El amor de Cristo nos introduce en su intimidad, pero nos lanza siempre a la misión. No se trata de una relación intimista y falsamente confortable, sino de un amor probado, de obras, que se demuestra más en los hechos que en las palabras. Amor en verdad. Amor que libera. Amor que transforma. El camino del discipulado no es fácil, nunca lo ha sido.
Acoger en el corazón la propuesta del Señor, hacerla vida más allá de un primer entusiasmo que se desinfla, permanecer en la prueba, en la contrariedad, es de valientes. Y nosotros sabemos bien lo que damos de sí en los momentos difíciles; como los discípulos, que se conocieron a ellos mismos en el momento de la pasión abandonando al Maestro. Pero Cristo cuenta con ello y vuelve a salir a nuestro encuentro.

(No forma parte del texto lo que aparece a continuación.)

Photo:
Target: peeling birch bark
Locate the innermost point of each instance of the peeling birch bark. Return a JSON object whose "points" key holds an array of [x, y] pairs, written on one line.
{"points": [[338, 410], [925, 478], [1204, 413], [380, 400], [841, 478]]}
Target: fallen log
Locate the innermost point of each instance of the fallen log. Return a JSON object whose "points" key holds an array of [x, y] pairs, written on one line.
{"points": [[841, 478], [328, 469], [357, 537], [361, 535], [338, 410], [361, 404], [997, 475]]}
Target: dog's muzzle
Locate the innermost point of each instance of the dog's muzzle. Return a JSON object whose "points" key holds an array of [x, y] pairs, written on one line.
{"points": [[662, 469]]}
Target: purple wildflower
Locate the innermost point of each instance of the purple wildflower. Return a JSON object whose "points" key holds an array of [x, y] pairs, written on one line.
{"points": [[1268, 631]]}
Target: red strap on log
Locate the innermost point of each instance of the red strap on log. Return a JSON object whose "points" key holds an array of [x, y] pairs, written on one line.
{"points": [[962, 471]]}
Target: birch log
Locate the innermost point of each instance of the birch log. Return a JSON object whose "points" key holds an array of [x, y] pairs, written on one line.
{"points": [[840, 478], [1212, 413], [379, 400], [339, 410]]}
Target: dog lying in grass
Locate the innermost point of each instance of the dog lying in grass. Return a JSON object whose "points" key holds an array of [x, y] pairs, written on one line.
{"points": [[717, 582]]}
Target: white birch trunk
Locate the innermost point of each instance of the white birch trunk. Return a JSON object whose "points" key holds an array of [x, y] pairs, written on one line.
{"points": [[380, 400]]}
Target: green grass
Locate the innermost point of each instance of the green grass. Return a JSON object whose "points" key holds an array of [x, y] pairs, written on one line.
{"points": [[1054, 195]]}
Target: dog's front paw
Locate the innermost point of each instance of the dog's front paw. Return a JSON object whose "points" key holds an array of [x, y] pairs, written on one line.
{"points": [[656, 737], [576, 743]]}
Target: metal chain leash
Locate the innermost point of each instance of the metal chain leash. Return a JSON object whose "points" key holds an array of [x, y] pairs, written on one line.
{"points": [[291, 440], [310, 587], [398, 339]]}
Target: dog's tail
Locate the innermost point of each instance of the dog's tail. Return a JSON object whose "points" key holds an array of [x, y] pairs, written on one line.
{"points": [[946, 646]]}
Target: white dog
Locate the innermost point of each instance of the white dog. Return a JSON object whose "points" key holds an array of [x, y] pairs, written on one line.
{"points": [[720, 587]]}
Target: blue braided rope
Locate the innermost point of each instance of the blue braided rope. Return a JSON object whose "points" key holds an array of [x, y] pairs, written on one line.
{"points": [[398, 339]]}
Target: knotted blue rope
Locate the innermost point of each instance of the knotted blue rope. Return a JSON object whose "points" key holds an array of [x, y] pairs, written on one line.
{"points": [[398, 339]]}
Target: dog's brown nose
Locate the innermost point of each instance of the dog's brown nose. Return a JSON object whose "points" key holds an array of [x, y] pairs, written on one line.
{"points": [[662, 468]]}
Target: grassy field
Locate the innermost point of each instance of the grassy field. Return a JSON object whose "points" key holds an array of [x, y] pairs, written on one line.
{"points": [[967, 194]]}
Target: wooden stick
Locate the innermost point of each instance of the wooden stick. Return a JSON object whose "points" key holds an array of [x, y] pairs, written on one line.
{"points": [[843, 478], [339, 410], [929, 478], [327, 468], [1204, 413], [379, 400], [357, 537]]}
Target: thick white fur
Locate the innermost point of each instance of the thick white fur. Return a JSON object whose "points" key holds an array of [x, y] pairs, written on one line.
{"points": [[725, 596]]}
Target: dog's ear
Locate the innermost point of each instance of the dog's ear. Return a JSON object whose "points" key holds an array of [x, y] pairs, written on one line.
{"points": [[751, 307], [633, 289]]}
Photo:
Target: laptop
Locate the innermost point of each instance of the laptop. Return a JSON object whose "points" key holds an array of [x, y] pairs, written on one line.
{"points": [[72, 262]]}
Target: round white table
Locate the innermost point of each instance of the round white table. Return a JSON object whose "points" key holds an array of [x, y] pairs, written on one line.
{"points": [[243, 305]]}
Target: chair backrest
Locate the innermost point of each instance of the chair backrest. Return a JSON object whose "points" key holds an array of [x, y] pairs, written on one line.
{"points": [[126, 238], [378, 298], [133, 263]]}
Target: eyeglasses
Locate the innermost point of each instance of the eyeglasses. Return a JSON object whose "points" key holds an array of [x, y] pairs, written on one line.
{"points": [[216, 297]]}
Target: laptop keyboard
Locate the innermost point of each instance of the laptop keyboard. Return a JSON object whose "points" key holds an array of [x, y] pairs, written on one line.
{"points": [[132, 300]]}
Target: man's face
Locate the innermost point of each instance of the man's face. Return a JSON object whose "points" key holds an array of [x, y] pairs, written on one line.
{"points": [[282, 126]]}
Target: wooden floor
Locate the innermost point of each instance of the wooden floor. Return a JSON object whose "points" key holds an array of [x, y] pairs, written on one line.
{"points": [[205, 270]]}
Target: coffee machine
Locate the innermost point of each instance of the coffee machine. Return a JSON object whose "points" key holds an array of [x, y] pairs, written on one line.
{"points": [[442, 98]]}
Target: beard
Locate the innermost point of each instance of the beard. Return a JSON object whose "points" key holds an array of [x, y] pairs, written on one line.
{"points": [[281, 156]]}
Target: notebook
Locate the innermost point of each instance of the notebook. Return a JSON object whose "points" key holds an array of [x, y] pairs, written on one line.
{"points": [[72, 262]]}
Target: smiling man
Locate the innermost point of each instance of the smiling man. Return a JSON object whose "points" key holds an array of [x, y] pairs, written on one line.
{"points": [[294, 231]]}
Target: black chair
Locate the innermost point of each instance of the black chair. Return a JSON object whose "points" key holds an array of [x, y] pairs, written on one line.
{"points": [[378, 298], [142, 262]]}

Insistentemente, machaconamente, como una música de fondo que se nos mete en el corazón y no deja de acunarnos, la palabra de Cristo Resucitado nos interpela con expresiones claras y directas: «¿Me amas?», «¿Me quieres?» Nuestra respuesta no es ya la de un entusiasmo primerizo que se pone en camino con otros sin sopesar dificultades y riesgos. No. Nuestra respuesta -como la de Pedro- es ya en voz baja, en susurro pero firme; aquella que conoce lo poco que somos sin la presencia del Señor, pero aquella que sabe que con su smor, somos fuertes y auténticos. «Señor, Tú lo sabes todo. En verdad, te quiero». Y el Resucitado sonríe; me sonríe, y sabe que no se equivocaba al llamarme con el barro que soy, y con el fuego de su presencia que inunda mi corazón. Señor, heme aquí. Dispón de mí.